Gov. Phil Bredesen and Tennessee Department of Transportation Commissioner Gerald Nicely on Wednesday awarded the grants that must be used for litter pick-up activities and litter prevention education.
Davidson County will receive $163,077, the second-largest share of the nearly $4 million pie. Only Shelby County — at $242,052 — will receive a larger slice.
The funds that each county receives are determined by county road miles and county population in order to ensure an equitable distribution statewide. Funds must be used for litter pick-up activities and litter prevention education. Education funding can be used in a variety of ways, such as sharing litter control awareness with schools, citizens and businesses.
“Each year volunteers pick up almost 25 million pounds of roadside litter in Tennessee alone,” said Bredesen. “Litter is an eye-sore, it’s costly to clean up and it can be harmful to our environment, but it’s totally preventable. These funds will be used by counties across the state to organize their pick-up efforts and conduct educational campaigns to teach children and adults about the importance of keeping Tennessee beautiful.”
Through the litter pick-up program, approximately 25.5 million pounds of roadside litter were picked up on approximately 292,000 miles of county roads, and approximately 45,000 miles of state routes. Of the trash collected by volunteers, approximately 7.4 million pounds is recycled.
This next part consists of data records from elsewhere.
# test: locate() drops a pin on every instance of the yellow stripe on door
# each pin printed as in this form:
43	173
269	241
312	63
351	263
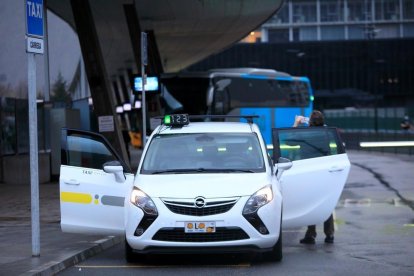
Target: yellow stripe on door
75	197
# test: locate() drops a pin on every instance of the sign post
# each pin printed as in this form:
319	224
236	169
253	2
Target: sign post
34	37
144	62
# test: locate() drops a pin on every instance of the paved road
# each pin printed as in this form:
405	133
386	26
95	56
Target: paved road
374	234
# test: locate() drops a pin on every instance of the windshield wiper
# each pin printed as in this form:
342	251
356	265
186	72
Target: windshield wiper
201	170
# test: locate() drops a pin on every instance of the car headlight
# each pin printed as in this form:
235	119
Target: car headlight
141	200
259	199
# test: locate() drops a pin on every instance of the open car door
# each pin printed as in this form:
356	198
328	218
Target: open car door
312	187
92	200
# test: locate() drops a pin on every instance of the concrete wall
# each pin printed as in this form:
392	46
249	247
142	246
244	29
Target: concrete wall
16	169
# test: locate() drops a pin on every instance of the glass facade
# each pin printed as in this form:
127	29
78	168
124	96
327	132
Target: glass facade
332	11
387	10
301	20
304	11
408	9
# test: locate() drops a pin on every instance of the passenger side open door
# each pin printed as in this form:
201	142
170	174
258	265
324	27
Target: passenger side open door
312	187
94	184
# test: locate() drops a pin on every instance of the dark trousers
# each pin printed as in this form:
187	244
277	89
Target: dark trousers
328	228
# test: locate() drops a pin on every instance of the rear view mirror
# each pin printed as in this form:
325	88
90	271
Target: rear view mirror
282	165
115	168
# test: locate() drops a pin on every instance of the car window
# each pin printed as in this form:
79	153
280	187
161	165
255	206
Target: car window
86	152
308	143
204	150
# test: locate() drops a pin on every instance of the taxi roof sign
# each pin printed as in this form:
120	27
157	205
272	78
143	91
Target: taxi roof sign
176	120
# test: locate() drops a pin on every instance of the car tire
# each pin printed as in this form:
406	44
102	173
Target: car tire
130	256
276	254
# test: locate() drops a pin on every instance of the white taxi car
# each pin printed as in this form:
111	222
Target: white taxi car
202	187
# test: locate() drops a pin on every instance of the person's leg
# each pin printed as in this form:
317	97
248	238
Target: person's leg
310	235
311	232
328	228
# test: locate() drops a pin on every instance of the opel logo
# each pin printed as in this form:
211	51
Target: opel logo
199	202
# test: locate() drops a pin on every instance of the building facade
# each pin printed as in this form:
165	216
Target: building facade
323	20
357	53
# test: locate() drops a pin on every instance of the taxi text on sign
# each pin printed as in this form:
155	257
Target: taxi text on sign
34	18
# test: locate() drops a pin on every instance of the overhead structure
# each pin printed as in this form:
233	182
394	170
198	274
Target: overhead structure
181	33
186	31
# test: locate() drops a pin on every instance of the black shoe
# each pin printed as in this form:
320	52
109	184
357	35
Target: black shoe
329	239
308	240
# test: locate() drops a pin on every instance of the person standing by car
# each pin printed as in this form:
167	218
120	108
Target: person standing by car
316	119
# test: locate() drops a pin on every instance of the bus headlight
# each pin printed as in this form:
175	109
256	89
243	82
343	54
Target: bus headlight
259	199
141	200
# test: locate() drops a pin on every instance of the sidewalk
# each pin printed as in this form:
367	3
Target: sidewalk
57	250
61	250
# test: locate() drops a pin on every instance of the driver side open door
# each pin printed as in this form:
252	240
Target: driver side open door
91	200
312	187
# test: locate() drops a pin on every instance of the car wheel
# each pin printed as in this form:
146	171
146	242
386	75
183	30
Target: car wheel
276	254
129	253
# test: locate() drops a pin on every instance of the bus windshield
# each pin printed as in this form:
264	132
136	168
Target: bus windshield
253	92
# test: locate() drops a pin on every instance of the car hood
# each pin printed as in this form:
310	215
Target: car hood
206	185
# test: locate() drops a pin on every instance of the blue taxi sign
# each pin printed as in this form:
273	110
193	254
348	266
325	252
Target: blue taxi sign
34	18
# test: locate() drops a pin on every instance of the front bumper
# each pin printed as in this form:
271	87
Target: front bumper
233	232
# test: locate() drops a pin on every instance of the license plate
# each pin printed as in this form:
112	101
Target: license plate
200	226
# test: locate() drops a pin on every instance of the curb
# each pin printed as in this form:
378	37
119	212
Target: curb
53	267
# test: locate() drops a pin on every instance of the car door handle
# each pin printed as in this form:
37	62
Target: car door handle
336	169
71	182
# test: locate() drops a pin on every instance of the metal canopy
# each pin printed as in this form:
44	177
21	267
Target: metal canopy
186	31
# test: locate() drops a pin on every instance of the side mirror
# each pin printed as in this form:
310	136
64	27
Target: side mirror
282	165
115	168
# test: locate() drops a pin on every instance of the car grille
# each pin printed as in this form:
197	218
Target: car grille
221	234
212	207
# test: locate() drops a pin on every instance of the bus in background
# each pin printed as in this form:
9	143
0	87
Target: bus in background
276	97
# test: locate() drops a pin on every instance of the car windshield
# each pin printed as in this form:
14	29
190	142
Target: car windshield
203	153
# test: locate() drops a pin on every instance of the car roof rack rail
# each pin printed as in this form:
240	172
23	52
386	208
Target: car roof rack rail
248	118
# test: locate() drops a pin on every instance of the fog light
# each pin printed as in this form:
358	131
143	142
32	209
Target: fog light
139	231
257	223
146	222
263	230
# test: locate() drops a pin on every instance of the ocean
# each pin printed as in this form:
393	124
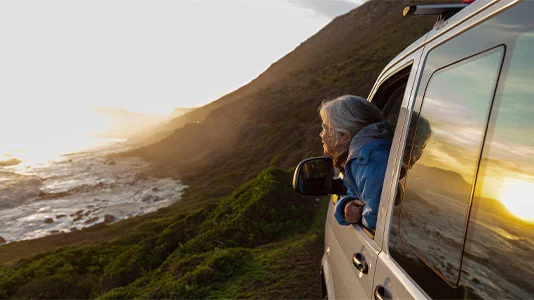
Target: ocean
56	193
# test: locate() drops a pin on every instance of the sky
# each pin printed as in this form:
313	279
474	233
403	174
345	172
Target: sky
61	57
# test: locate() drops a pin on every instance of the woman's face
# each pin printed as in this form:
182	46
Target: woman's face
333	142
327	138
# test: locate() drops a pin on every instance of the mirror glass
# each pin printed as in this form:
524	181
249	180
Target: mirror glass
313	176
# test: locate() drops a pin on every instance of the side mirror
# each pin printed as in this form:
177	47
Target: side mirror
314	176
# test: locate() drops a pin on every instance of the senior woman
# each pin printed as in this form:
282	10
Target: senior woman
358	140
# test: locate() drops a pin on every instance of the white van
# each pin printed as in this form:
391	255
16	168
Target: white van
456	216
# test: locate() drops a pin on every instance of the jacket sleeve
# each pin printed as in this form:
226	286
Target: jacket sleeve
369	179
339	212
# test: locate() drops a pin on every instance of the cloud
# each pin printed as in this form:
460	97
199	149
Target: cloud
329	8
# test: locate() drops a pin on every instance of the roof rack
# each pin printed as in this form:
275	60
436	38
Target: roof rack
444	11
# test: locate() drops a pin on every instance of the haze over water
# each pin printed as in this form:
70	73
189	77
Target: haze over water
66	185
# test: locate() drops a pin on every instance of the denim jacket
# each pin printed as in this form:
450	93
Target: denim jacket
365	171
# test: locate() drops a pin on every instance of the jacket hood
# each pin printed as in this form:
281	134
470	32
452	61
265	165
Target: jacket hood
370	133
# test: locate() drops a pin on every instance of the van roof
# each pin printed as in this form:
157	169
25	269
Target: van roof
443	27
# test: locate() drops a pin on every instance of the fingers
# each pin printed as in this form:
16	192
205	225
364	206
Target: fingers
353	211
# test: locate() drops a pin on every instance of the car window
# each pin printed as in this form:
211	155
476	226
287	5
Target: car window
499	250
438	187
444	148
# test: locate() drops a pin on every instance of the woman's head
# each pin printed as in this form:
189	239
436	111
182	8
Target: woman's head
342	118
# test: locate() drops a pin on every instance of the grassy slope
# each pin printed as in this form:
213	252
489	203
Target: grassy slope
212	244
260	241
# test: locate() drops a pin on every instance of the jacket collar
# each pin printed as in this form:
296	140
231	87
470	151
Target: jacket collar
370	133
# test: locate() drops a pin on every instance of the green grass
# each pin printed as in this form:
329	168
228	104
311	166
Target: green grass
261	241
240	231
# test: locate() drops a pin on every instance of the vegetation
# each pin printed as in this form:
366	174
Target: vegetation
240	231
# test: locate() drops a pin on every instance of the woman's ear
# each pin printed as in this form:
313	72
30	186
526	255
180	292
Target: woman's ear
345	137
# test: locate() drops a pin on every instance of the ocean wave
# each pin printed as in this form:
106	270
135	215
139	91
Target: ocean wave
10	162
16	189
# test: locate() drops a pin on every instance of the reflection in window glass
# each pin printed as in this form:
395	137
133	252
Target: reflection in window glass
499	254
438	189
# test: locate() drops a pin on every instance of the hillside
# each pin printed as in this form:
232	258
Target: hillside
273	120
240	231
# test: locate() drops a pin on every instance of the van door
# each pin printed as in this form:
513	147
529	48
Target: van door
423	250
352	251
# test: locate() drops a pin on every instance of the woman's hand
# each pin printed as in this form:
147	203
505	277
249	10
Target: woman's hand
353	211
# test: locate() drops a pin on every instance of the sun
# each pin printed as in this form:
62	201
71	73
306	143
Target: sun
518	197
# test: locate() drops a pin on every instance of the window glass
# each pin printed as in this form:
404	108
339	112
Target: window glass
441	158
499	251
438	190
498	241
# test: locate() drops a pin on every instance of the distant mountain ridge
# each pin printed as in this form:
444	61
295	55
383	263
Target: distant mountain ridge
273	119
226	239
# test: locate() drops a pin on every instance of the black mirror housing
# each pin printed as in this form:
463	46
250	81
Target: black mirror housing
313	176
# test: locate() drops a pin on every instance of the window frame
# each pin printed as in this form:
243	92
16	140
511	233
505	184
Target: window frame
479	151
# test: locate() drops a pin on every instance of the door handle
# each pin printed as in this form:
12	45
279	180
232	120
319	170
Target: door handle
360	263
380	293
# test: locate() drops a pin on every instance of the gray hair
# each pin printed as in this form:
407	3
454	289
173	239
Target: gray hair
349	114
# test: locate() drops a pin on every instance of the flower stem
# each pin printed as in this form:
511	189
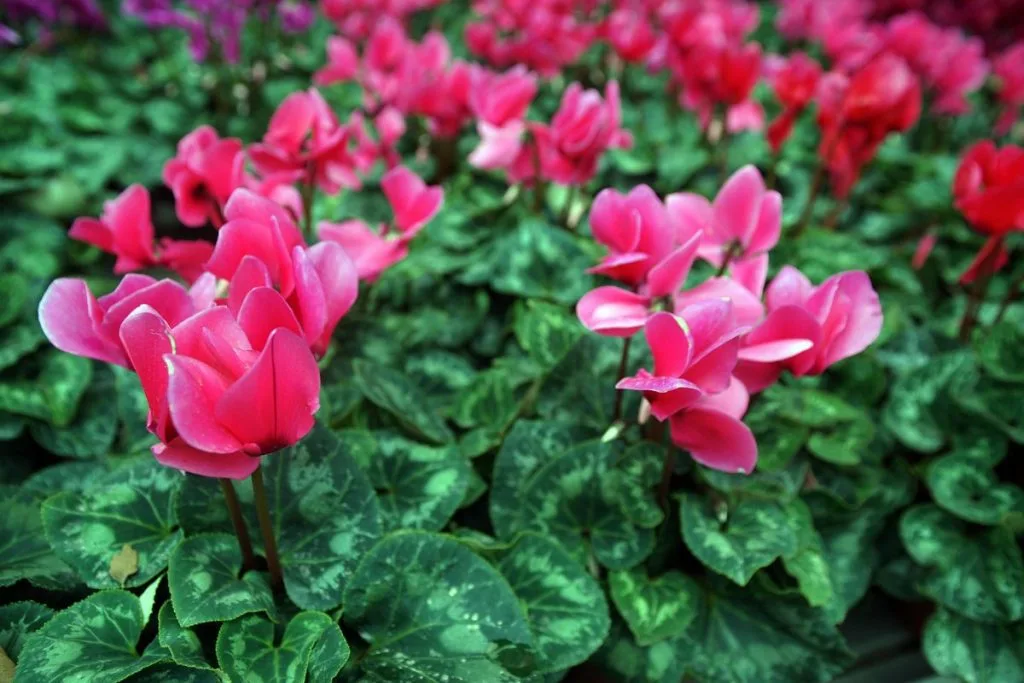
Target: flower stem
977	296
623	363
266	528
235	510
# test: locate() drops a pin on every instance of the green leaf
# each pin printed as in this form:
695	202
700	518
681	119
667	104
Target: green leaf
528	446
394	393
430	608
18	620
570	500
565	606
808	564
91	432
534	260
634	481
1000	352
751	636
93	640
24	551
546	332
419	486
845	443
977	573
738	541
205	585
181	644
973	651
488	401
972	492
248	650
654	608
626	662
17	342
132	506
326	516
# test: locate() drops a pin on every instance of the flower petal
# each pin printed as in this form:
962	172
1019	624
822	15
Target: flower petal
272	406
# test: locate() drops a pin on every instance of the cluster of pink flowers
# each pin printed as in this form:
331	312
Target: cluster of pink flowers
717	343
228	367
949	65
704	47
400	77
542	35
356	18
565	151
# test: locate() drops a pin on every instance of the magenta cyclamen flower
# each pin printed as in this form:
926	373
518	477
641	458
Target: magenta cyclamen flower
692	385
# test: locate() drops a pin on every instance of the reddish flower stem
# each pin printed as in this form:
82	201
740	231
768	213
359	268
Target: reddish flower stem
977	295
239	522
266	528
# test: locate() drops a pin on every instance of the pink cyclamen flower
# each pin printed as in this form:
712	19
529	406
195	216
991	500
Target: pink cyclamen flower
745	218
305	137
76	322
342	62
413	204
124	229
205	172
584	128
223	391
260	249
692	386
636	229
841	317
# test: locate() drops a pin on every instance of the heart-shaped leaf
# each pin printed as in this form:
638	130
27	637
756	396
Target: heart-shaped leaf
654	608
569	499
429	608
738	541
393	392
977	573
974	651
961	485
24	550
205	584
565	606
18	620
248	650
131	506
93	641
528	446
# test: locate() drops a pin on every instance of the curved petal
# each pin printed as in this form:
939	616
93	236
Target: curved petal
272	406
790	287
612	311
251	273
690	214
167	297
786	333
737	206
671	343
263	311
716	440
146	339
667	395
308	295
70	317
180	456
769	225
668	276
193	391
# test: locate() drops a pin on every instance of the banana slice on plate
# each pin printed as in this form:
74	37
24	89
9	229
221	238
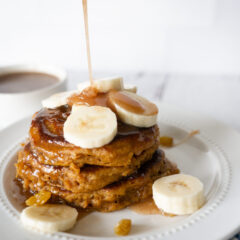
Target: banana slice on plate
130	88
49	218
57	99
90	127
133	109
178	194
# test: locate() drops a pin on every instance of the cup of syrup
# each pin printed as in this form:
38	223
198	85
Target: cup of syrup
22	87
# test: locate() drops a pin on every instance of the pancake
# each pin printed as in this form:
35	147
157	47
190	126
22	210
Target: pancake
75	179
130	189
47	140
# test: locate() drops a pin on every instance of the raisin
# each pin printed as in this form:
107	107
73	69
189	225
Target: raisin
38	199
123	227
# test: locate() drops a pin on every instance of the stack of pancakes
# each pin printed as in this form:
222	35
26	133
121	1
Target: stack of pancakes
107	178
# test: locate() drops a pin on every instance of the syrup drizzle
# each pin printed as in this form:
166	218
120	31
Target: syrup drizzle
85	12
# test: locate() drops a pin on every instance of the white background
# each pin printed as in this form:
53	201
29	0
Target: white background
183	36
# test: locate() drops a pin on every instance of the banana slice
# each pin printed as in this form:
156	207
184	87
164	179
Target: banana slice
133	109
130	88
49	218
57	99
90	127
178	194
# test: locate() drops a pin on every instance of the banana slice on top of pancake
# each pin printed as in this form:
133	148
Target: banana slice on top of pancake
107	84
90	127
178	194
133	109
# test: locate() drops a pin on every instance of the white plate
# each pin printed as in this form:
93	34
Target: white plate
213	156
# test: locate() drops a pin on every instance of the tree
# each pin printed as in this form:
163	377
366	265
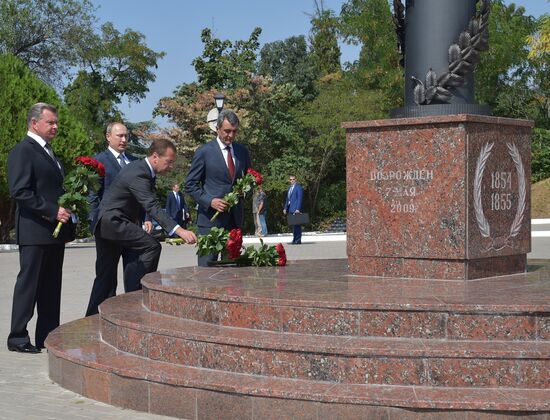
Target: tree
324	139
325	51
368	23
114	65
224	64
46	35
20	90
506	60
288	61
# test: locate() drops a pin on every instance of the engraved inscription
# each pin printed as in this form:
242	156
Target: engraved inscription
501	183
501	199
401	197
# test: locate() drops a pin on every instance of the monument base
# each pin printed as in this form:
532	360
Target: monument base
438	269
310	341
438	197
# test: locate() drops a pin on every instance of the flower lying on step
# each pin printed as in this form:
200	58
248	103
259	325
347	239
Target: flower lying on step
230	245
77	183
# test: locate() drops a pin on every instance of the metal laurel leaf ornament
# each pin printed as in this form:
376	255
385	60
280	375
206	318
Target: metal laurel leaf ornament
463	56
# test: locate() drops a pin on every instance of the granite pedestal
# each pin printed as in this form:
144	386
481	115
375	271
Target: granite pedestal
443	197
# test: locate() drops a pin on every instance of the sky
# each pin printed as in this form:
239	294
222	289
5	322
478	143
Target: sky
174	26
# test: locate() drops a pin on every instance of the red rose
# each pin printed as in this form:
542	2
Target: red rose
234	244
256	175
282	254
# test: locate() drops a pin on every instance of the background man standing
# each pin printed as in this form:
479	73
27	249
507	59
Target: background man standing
259	210
35	179
118	226
176	207
293	205
114	158
214	169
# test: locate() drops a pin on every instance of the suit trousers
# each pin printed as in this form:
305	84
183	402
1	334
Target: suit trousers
108	251
38	283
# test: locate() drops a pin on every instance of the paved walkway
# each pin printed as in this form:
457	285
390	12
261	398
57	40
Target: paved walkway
26	392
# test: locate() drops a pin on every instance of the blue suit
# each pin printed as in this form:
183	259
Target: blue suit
293	204
208	178
129	256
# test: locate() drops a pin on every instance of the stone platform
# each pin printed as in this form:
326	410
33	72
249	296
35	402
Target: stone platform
311	341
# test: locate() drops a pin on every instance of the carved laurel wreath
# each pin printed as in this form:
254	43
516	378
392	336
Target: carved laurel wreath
463	55
484	228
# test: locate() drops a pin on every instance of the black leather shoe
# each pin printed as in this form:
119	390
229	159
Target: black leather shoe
23	348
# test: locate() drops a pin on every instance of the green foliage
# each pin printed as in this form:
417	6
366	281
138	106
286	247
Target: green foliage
226	65
506	60
45	35
288	61
324	139
540	152
20	90
325	51
368	23
114	65
263	256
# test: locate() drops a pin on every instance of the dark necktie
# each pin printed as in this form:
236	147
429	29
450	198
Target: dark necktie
230	163
48	149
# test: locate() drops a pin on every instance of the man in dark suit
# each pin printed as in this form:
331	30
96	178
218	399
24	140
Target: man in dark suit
293	205
118	223
114	158
35	179
214	169
176	207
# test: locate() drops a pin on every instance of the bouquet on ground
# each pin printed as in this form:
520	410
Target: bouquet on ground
77	184
230	245
241	187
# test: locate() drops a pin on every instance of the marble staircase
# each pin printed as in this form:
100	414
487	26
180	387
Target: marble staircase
311	341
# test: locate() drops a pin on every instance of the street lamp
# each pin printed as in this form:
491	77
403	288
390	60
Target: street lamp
219	98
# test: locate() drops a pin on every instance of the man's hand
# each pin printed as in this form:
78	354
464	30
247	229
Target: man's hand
63	215
148	226
188	236
218	204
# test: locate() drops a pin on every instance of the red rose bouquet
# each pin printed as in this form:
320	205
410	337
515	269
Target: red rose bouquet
241	187
230	245
77	184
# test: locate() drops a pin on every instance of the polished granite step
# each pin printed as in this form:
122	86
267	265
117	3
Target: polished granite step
311	341
321	298
127	325
81	362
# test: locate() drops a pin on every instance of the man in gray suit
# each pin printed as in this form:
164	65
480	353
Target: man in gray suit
118	224
214	169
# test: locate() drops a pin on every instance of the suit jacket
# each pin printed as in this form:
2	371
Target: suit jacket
36	183
130	192
294	200
209	178
112	168
173	209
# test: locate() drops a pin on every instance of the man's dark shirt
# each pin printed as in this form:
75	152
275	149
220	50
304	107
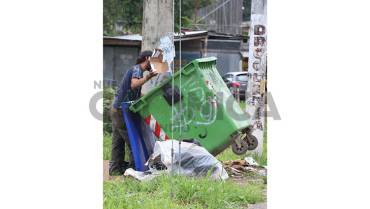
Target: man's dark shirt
124	92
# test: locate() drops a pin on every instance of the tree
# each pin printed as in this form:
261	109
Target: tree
130	14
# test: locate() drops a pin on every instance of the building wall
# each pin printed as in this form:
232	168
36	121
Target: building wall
227	53
117	60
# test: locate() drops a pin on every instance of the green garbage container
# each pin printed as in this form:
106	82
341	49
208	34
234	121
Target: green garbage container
206	110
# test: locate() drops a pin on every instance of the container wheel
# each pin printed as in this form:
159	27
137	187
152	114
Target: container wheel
252	142
240	149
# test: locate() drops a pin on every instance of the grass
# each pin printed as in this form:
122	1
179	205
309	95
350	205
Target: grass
107	143
195	193
187	193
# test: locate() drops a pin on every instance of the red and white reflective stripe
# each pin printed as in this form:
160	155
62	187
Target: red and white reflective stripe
156	128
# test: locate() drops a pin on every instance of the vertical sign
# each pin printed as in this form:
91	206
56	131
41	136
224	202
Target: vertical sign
257	70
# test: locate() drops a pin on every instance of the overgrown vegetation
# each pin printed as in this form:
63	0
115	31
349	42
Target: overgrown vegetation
108	96
129	14
187	193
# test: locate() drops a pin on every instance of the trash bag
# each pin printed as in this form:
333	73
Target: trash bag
195	160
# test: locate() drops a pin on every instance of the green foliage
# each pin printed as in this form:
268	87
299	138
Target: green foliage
130	13
187	193
108	96
188	12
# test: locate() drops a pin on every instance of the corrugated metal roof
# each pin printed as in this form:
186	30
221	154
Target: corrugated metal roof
138	37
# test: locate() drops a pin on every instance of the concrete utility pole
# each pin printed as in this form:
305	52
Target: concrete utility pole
157	22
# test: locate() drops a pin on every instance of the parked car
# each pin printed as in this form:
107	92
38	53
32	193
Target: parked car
235	80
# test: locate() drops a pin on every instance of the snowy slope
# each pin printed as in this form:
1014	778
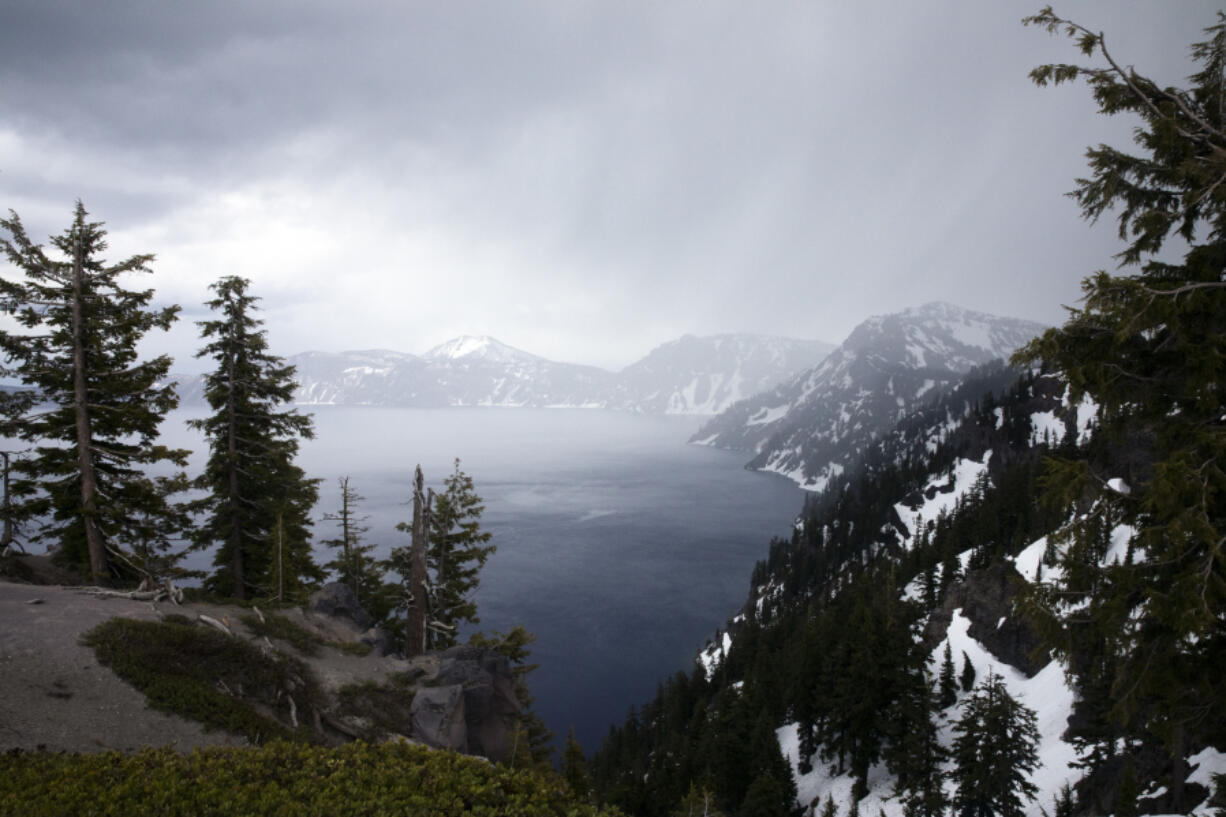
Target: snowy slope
704	375
814	426
692	375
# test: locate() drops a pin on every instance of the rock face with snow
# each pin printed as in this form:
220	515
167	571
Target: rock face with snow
704	375
692	375
815	425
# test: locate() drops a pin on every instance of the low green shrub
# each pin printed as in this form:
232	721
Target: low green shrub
302	639
206	676
278	779
386	705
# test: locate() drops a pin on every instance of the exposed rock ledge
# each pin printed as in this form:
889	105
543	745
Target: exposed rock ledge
54	694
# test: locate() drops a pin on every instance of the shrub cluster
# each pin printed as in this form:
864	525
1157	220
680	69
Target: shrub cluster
206	676
281	778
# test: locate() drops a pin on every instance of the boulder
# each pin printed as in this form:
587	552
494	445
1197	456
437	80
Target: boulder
336	600
491	705
438	718
380	640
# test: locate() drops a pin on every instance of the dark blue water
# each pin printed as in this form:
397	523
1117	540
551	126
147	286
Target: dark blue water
618	545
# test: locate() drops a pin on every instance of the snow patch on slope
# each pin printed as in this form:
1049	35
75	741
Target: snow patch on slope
945	492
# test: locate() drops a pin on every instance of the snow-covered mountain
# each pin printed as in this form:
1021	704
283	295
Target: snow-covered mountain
704	375
689	375
815	425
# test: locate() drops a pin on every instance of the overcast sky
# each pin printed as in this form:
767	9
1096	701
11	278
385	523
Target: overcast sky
582	180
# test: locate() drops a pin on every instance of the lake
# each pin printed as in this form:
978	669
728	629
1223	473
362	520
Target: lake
620	546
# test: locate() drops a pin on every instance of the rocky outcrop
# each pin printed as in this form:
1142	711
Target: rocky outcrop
336	600
462	698
986	598
63	698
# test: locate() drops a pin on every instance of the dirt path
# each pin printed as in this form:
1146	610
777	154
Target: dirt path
54	693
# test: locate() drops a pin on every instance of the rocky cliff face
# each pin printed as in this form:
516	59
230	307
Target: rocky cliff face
59	694
817	425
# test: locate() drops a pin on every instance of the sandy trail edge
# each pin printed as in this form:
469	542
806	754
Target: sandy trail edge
54	693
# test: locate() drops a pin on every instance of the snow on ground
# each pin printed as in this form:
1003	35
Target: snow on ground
1086	418
710	658
1118	550
1046	693
1208	763
1046	427
966	474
“TDOT awards approximately $3 million each year to help local communities in their efforts to stop litter in Tennessee,” Nicely said. “These funds are obtained through the collection of a specialty tax on the malt beverage and soft drink industry through the Litter Grant Bill which was enacted by the General Assembly in 1981 and are put to use by local communities to prevent litter through education and clean-up activities.”